To calculate summary statistics in R, you can use two different function in R.
The following methods show how you can do it with syntax.
Method 1: Use summary() Function
summary(data)
Method 2: Use summarize() Function from dplyr Package
library(dplyr)
summary <- df %>%
summarize(
Mean = mean(colum1),
Median = median(colum1),
Min = min(colum1),
Max = max(colum1),
StdDev = sd(colum1),
Variance = var(colum1),
)
The following examples show how use this methods to calculate summary statistics in R.
Use summary() Function
Let’s see how we can use summary() function to calculate summary statistics of dataframe.
# Create dataframe
df <- data.frame(Start_date=as.Date(c("2000-05-21","2000-05-22","2000-05-23","2000-05-24","2000-05-25","2000-05-26")),
Machine_name = c("Machine1","Machine2","Machine1","Machine3","Machine2","Machine3"),
Value = c(108,120,135,95,98,105),Reading= c(110,97,91,89,80,85))

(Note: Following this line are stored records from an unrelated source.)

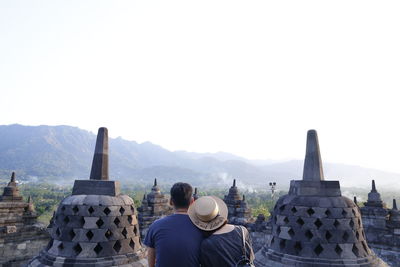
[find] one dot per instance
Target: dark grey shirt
(225, 249)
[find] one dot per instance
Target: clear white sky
(247, 77)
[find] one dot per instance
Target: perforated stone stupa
(96, 225)
(155, 205)
(21, 236)
(314, 225)
(238, 211)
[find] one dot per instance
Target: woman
(226, 244)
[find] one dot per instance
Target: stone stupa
(96, 225)
(314, 225)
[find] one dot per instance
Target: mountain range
(64, 153)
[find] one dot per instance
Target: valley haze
(63, 153)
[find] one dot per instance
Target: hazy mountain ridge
(66, 152)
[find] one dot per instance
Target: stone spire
(394, 216)
(100, 158)
(11, 191)
(313, 164)
(97, 225)
(373, 187)
(314, 225)
(374, 198)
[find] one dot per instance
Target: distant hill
(65, 153)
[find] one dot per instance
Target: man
(174, 240)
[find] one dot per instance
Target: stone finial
(373, 186)
(100, 159)
(12, 180)
(312, 163)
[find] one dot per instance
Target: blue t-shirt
(176, 240)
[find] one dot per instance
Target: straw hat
(208, 213)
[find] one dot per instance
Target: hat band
(209, 217)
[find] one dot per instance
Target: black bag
(244, 261)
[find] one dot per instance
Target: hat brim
(214, 223)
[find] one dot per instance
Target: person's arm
(151, 256)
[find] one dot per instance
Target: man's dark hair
(181, 194)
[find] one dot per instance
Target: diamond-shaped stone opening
(336, 223)
(282, 244)
(328, 235)
(124, 232)
(90, 210)
(75, 209)
(98, 248)
(50, 244)
(300, 221)
(328, 213)
(122, 210)
(318, 223)
(89, 235)
(77, 248)
(345, 236)
(117, 221)
(355, 251)
(99, 222)
(82, 221)
(318, 249)
(132, 244)
(310, 211)
(338, 250)
(291, 232)
(298, 247)
(107, 211)
(309, 234)
(117, 246)
(278, 230)
(72, 234)
(286, 220)
(344, 213)
(108, 234)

# Calculate summary statistics of dataframe
d <- summary(df)
# Show summary statistics of dataframe
print(d)
Output:
Start_date Machine_name Value Reading
Min. :2000-05-21 Length:6 Min. : 95.00 Min. : 80.0
1st Qu.:2000-05-22 Class :character 1st Qu.: 99.75 1st Qu.: 86.0
Median :2000-05-23 Mode :character Median :106.50 Median : 90.0
Mean :2000-05-23 Mean :110.17 Mean : 92.0
3rd Qu.:2000-05-24 3rd Qu.:117.00 3rd Qu.: 95.5
Max. :2000-05-26 Max. :135.00 Max. :110.0
Here the output shows summary statistics of numeric columns of dataframe.

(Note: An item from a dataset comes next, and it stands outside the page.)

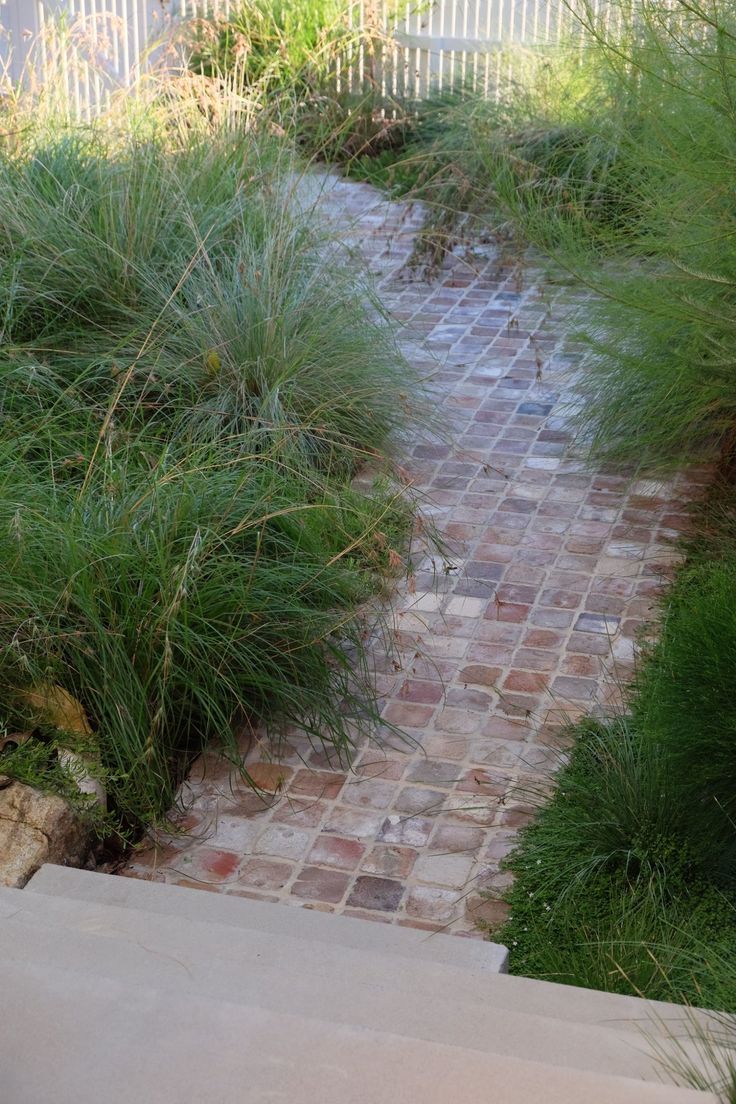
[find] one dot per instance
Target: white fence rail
(429, 46)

Use summarize() Function from dplyr
Let’s see how we can use summarize() function from dplyr package to calculate summary statistics:
# Import library
library(dplyr)
# Create dataframe
df <- data.frame(Start_date=as.Date(c("2000-05-21","2000-05-22","2000-05-23","2000-05-24","2000-05-25","2000-05-26")),
Machine_name = c("Machine1","Machine2","Machine1","Machine3","Machine2","Machine3"),
Value = c(108,120,135,95,98,105),Reading= c(110,97,91,89,80,85))
# Get statistical values
summary_reading <- df %>%
summarize(
Mean_reading = mean(Reading),
Median_reading = median(Reading),
Min_reading = min(Reading),
Max_reading = max(Reading),
StdDev_reading = sd(Reading),
Variance_reading = var(Reading),
)
# Print statistical values
print(summary_reading)
Output:
Mean_reading Median_reading Min_reading Max_reading StdDev_reading Variance_reading
1 92 90 80 110 10.50714 110.4
As the output shows statistics values for Reading column of dataframe.